Оттуда на меня смотрел парень чуть за двадцать в нелепом трикотажном спортивном костюме и со свистком на груди. Я потрогал нос, потер виски, высунул язык — отражение все выкрутасы за мной исправно повторило, и парень никуда не исчез.

Не понял… Это что? Это кто? Это я? Мать меня за ногу! Как такое вообще возможно?

А-а… Я все понял! Голая сучка прострелила мне башку, и сейчас я смотрю «мультики» в какой-нибудь реанимации под сильнодействующими препаратами. Эк меня вштырило, однако. Лан, прорвемся. Самое главное, что живой. Ведь покойникам сны не снятся. Да? Надеюсь, выкарабкаюсь, и до меня в больничке не успеют добраться люди Саида.

— Александр Сергеевич! — по спине резанул голос «Шапокляк», будто хлыстом. — Что вы себе позволяете? — У нас вообще-то совещание!

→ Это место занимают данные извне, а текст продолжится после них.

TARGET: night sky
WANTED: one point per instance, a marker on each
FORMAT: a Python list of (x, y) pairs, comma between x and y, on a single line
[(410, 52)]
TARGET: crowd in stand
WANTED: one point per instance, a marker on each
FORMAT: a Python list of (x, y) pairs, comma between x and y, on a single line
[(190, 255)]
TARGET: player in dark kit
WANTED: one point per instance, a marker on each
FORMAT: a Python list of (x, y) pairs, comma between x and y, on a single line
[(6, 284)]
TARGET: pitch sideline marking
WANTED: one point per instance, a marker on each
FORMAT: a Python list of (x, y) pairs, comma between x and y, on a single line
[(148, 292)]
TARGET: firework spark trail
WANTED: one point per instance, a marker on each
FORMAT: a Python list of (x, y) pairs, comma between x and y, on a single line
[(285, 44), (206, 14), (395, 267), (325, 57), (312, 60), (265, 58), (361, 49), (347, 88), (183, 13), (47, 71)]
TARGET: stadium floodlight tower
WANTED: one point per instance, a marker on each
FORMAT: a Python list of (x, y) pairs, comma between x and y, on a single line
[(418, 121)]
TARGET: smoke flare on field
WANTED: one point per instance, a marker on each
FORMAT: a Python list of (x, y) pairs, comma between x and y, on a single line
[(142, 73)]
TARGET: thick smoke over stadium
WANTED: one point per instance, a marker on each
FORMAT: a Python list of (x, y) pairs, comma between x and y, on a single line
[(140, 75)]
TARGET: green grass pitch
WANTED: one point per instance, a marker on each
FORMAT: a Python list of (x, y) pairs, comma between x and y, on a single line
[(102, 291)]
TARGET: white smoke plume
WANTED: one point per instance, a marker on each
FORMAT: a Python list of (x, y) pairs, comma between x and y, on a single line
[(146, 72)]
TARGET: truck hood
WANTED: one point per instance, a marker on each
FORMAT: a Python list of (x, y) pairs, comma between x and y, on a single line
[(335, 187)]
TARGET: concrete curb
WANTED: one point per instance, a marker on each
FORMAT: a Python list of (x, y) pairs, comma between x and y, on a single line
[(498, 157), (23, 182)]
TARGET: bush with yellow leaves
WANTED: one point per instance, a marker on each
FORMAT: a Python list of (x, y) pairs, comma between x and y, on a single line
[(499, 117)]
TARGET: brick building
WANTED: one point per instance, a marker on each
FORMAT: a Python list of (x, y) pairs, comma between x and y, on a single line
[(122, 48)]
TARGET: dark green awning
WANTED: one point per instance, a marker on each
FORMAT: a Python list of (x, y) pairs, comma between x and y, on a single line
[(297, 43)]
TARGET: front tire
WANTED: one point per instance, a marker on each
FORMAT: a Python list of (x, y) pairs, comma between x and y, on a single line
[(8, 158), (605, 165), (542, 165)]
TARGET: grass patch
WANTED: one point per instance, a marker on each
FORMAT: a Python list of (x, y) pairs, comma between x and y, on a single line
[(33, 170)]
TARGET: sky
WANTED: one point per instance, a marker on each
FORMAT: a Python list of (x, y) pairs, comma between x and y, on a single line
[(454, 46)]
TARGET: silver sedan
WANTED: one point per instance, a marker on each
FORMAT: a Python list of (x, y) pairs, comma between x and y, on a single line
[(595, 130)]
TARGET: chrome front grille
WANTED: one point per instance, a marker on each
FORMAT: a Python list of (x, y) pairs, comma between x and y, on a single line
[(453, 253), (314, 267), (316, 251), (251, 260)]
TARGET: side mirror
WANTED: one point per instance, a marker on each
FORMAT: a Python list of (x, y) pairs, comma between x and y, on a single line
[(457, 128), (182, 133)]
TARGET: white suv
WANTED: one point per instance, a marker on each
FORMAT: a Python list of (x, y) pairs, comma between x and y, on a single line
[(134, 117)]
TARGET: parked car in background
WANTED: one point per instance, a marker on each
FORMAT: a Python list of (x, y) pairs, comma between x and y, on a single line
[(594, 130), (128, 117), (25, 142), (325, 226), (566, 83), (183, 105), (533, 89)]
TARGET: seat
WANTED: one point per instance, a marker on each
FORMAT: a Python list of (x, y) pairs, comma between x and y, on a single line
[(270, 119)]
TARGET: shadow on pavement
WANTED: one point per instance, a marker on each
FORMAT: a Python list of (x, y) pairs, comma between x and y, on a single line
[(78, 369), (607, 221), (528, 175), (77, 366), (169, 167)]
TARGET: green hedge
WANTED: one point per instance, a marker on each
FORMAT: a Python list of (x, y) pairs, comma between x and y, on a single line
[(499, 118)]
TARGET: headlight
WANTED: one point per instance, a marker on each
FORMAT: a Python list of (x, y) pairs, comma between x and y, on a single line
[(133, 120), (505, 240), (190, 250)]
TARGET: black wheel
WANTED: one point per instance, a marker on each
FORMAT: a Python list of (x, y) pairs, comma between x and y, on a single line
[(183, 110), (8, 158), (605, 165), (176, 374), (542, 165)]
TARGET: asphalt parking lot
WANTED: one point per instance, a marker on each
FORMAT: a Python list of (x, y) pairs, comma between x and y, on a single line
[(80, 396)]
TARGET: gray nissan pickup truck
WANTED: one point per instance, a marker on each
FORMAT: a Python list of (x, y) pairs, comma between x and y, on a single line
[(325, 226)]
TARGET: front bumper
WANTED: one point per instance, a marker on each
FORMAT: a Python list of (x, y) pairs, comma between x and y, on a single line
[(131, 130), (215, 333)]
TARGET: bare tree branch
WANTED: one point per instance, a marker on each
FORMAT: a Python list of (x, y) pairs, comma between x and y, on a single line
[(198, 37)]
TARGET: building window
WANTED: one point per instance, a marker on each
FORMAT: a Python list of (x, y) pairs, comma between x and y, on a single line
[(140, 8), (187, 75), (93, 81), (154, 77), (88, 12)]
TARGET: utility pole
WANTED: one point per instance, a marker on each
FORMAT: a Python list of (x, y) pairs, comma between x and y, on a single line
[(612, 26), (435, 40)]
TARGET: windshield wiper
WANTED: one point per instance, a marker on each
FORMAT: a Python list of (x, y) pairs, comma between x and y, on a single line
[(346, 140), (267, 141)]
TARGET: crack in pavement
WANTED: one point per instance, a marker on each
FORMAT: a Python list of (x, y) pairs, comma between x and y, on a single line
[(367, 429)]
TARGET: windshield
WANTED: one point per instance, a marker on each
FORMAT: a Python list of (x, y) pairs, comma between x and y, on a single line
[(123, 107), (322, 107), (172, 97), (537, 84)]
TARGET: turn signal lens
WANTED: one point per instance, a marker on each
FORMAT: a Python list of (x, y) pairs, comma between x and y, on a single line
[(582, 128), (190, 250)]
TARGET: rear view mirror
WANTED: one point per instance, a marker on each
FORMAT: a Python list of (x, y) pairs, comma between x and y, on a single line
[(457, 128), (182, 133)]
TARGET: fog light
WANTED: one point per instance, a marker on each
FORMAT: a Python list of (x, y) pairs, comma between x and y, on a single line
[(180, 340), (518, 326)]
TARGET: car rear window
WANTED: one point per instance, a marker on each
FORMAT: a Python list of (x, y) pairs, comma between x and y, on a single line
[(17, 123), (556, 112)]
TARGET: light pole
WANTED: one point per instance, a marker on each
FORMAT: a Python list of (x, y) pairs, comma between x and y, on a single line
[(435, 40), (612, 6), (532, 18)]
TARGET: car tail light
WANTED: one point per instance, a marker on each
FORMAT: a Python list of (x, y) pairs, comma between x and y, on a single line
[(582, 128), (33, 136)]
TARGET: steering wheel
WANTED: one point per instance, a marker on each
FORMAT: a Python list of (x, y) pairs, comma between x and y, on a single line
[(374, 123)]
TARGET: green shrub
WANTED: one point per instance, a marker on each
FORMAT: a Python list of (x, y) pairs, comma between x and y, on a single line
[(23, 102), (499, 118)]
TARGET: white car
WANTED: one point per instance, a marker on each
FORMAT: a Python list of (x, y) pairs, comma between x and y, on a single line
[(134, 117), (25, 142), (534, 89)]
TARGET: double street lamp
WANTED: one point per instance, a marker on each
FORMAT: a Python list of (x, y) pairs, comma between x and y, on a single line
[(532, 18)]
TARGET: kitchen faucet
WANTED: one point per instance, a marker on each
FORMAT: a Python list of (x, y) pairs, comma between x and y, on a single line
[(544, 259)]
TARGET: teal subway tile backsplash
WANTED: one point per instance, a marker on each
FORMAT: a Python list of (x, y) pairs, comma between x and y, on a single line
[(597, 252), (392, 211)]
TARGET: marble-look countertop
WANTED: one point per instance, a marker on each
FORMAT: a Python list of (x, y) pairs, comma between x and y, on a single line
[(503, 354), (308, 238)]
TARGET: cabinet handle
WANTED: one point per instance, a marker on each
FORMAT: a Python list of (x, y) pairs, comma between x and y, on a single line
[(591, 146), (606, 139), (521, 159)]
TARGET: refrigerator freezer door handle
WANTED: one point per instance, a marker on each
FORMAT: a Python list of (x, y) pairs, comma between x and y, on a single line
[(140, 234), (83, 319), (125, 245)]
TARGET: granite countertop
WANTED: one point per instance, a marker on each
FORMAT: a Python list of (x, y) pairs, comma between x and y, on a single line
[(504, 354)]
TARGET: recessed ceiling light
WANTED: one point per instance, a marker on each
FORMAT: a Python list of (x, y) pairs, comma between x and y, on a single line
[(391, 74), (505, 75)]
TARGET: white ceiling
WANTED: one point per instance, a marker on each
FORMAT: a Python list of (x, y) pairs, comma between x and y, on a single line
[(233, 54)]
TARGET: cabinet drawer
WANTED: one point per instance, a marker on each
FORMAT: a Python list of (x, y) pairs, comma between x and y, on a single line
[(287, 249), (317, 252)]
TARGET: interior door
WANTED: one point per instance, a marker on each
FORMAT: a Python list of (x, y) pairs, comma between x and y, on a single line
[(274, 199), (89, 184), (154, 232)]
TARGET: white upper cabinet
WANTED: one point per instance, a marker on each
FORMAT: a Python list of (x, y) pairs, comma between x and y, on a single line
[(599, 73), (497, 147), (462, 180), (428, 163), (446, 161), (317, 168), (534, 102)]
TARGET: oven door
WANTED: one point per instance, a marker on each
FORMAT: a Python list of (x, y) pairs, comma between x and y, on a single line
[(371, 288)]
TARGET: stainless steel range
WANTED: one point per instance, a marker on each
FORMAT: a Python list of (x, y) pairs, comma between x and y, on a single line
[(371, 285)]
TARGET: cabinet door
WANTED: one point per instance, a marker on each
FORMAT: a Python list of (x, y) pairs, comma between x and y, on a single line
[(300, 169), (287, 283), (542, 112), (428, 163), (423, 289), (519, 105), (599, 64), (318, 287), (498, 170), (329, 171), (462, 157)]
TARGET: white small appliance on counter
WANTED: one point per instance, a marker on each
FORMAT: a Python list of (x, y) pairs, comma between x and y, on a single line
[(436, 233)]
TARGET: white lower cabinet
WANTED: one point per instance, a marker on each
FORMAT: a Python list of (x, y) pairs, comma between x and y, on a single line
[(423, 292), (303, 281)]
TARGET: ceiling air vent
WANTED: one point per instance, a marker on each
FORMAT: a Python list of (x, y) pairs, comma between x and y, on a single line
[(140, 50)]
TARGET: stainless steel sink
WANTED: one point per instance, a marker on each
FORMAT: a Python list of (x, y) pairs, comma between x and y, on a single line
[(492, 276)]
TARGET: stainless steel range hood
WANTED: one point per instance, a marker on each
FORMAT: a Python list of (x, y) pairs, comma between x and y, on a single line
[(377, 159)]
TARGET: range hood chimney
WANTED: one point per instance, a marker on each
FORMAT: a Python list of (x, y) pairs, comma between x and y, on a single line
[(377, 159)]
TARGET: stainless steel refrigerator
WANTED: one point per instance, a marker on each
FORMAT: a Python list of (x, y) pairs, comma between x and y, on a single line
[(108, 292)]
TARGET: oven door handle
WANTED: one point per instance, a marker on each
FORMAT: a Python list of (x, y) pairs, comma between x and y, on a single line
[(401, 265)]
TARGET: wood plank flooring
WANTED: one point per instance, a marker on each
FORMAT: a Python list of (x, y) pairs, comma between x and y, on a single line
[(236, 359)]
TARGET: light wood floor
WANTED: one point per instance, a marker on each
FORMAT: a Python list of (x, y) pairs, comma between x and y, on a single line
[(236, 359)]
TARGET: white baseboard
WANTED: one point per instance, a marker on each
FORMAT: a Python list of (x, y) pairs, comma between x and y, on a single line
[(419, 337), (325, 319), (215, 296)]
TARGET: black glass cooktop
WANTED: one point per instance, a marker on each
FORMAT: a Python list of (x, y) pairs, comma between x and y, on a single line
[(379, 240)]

— Да ему нехорошо, — вступился чей-то мужской голос. — Вон как кривляется.

Хм-м… Они мне будут что-то запрещать? Почему вообще персонажи из моего сна выглядят, как настоящие? Вот интересно — а если этой Шапокляк вдарить? Мой кулак провалится в никуда, как и положено во сне? Или что?

Ну, нет. Женщин я не бью, даже в коме и даже таких мерзких. Но любопытство раздирало, уж слишком реалистичными были люди-глюки. Еще и этот плакат-календарь на стене бесит, с символикой давно прошедшей Олимпиады-80. И год на календаре значится 1980-й. В интересную локацию меня занесло. Или это все-таки какой-то розыгрыш? Щас проверим…

Я подошел к приставному столу и протянул руку, чтобы потрогать сидящего там мужика комплекции Винни-пуха.

Он отстранился, на его груди испуганно забряцали какие-то советские значки.

— Да, не боись, пухлый, я только кое-что проверю! — я настойчиво потянулся к возрастному мужику и попытался схватить его за брылю.

Сейчас мои пальцы провалятся, и я окончательно пойму, что это все сон.

Хоп! Пальцы ухватили лоснящуюся щеку толстяка.

— Ой! — дернулся «Винни-пух» и вскочил с места.

«Твою мать! Он настоящий!» — прострелила мозг кошмарная мысль.

— П-простите! Не надо меня трогать, — пролепетал толстяк, раздувая щеки и пятясь. Казалось, он вот вот-вот расплачется. Вроде мужик солидный, и галстук в горошек, а меня, сопляка, испугался. Сопляка? Ну так, а кто я еще? Вроде не дрищ, но выгляжу, как тимуровец. Не урод, кстати говоря, и на том спасибо. Но, похоже, надо сбавить обороты. Принятие новой реальности пришло на удивление быстро.

За свою жизнь я привык анализировать и делать выводы. Свел дебет с крЕдитом и пришел к такому неутешительному заключению — похоже, что я занял чье-то молодое тельце, и сейчас, мать его, 1980 год! Как такое возможно? Да пофиг как, потом с этим разберусь, главное сейчас понять — кто новый я.